As @eendebakpt pointed at earlier, there’s an enormous amount of discussion about this already here.

Fine by me if the 3rd paragraph were eliminated, as already covered there.

Short of that, it’s a decent balance between saying too much and too little.

Naming the specific PRNG used is important for those aware of the issues, because the period length of the specific PRNG used is crucial. For example, there’s no real reason to be concerned about sequences of length 40 today, under the Mersenne Twister. There were major reasons to be concerned about such sequences under the earlier Wichmann–Hill generator.
For those very concerned, using random.SystemRandom().shuffle() is worth considering, but Python has nothing to do with the platform’s implementation of the underlying systen urandom(), so can’t promise anything about the quality of results. If it’s “just” a crypto-strength PRNG, nothing material about the period-length problem changes. If it mixes in “real entropy” at times, much better in that respect, but Python has no say in whether it does, or the rate at which it does, or the quality of its entropy sources.
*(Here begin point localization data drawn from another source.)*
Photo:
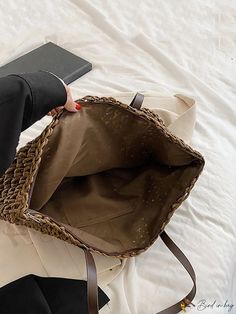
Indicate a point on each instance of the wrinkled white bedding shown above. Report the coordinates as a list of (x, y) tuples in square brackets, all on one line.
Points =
[(185, 47)]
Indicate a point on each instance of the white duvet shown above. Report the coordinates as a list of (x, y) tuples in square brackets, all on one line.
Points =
[(185, 47)]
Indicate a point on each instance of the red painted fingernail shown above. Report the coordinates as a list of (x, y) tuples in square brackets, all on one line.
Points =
[(78, 106)]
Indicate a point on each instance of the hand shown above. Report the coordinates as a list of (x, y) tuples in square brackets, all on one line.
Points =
[(70, 105)]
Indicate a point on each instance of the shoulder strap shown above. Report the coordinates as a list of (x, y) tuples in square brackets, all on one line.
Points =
[(176, 308), (182, 304)]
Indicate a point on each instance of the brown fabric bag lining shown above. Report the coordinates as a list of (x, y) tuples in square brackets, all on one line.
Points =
[(111, 177)]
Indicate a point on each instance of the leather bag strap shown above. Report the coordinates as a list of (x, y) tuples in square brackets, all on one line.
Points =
[(92, 288), (182, 304)]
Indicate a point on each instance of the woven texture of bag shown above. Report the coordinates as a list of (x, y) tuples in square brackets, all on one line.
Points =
[(107, 179)]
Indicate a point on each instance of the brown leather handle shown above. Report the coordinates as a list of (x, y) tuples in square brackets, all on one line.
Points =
[(182, 304), (137, 101), (92, 287)]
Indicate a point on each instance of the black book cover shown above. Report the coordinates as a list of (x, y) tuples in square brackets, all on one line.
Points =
[(49, 57)]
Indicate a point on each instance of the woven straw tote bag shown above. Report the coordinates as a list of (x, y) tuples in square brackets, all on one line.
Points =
[(107, 179)]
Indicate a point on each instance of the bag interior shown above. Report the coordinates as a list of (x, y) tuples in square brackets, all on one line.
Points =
[(110, 176)]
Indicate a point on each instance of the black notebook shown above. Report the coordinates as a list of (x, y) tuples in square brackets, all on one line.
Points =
[(49, 57)]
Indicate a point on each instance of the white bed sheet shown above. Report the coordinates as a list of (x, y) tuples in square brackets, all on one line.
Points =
[(185, 47)]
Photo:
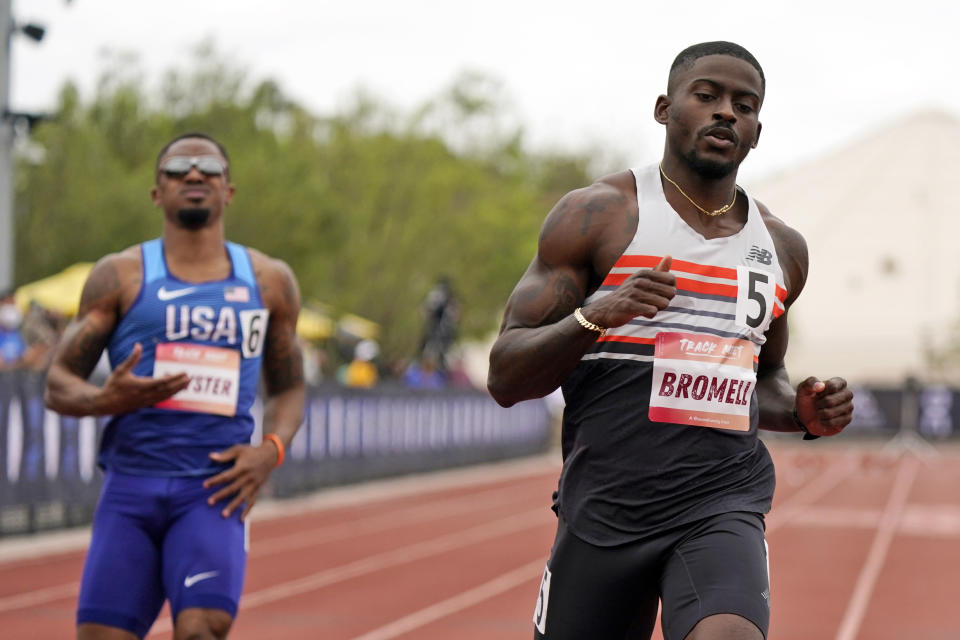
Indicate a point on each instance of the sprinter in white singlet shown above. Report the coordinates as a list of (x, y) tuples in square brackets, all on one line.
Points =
[(657, 300)]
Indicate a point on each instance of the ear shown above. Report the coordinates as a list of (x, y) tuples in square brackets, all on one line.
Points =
[(756, 140), (661, 109)]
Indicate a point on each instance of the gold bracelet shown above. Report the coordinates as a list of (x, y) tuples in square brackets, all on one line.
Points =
[(586, 324)]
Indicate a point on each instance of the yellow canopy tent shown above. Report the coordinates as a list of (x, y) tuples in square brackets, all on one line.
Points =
[(59, 292), (313, 324)]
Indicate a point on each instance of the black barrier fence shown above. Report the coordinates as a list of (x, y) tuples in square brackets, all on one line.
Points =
[(49, 477)]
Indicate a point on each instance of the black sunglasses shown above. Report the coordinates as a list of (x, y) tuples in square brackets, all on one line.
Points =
[(179, 166)]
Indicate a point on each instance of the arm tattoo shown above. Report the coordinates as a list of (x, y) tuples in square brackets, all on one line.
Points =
[(282, 361), (86, 338), (102, 284), (83, 347)]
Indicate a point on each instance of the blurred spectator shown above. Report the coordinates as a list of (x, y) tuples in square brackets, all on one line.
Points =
[(362, 372), (425, 373), (41, 330), (441, 320), (12, 346)]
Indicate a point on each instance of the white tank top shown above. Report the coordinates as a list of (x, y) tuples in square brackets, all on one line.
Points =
[(637, 455), (729, 287)]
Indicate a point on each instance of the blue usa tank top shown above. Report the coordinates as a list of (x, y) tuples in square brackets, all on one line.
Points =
[(215, 332)]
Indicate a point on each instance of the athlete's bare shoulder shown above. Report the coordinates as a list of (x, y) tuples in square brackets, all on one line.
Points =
[(278, 285), (113, 283), (791, 250), (589, 225)]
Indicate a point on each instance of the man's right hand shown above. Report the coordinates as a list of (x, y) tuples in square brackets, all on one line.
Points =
[(644, 293), (123, 391)]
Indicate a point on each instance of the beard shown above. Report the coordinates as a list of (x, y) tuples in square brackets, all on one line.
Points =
[(193, 218), (709, 168)]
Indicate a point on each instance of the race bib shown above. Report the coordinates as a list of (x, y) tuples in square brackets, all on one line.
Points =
[(214, 377), (702, 381)]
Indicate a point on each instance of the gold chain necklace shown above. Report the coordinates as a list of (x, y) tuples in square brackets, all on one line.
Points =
[(716, 212)]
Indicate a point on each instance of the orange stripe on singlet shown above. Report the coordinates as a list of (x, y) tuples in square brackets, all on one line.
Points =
[(649, 262), (683, 284), (633, 339)]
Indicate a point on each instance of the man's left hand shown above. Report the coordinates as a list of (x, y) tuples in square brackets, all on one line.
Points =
[(251, 467), (824, 407)]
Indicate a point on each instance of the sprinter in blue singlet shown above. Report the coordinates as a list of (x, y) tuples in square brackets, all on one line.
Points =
[(189, 321)]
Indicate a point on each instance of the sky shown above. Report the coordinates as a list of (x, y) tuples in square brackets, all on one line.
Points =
[(578, 75)]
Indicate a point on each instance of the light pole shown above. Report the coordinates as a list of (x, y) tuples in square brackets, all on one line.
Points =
[(35, 32)]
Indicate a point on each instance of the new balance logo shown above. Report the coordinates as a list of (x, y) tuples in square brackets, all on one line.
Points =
[(165, 295), (760, 255), (189, 581)]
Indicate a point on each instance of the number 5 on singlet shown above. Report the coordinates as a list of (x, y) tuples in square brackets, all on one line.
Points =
[(253, 331), (756, 290)]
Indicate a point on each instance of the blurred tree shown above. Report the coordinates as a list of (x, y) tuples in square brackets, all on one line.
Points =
[(368, 206)]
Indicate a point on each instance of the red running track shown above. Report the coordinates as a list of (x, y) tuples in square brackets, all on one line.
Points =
[(864, 545)]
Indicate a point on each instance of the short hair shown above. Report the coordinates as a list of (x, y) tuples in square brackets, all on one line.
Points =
[(686, 58), (192, 134)]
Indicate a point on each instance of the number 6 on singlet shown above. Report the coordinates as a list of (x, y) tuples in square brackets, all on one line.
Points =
[(253, 331)]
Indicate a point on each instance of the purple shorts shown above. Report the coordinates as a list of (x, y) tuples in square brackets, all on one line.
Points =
[(155, 539)]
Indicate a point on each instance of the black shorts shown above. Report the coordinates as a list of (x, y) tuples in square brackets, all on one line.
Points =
[(715, 565)]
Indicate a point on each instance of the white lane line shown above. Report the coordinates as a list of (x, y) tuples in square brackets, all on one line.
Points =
[(527, 573), (16, 549), (857, 607), (800, 501), (400, 517), (380, 561), (39, 596)]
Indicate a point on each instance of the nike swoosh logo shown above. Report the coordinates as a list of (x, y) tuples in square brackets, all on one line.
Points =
[(164, 295), (189, 581)]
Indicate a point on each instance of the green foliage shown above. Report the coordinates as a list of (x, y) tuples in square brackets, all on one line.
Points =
[(367, 206)]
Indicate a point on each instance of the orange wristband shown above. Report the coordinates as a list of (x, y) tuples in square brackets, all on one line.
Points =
[(275, 439)]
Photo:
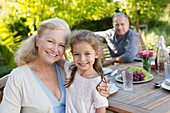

The extreme length of the referenced issue reflects how very much there is to know, for those who really care.

I think it would be better to say nothing at all.

ayhanfuat · December 10, 2024, 6:39am

I would avoid using terms like true randomness. Cryptographically secure maybe. SystemRandom also produces pseudo random numbers.

Paddy3118 · December 10, 2024, 10:00am

Hi, I don’t agree as many people would use shuffle without thought of its limitations otherwise.

Would this be a better wording?
Note that even for small len(x), the total number of shufflings, (also called permutations), of x can quickly grow ...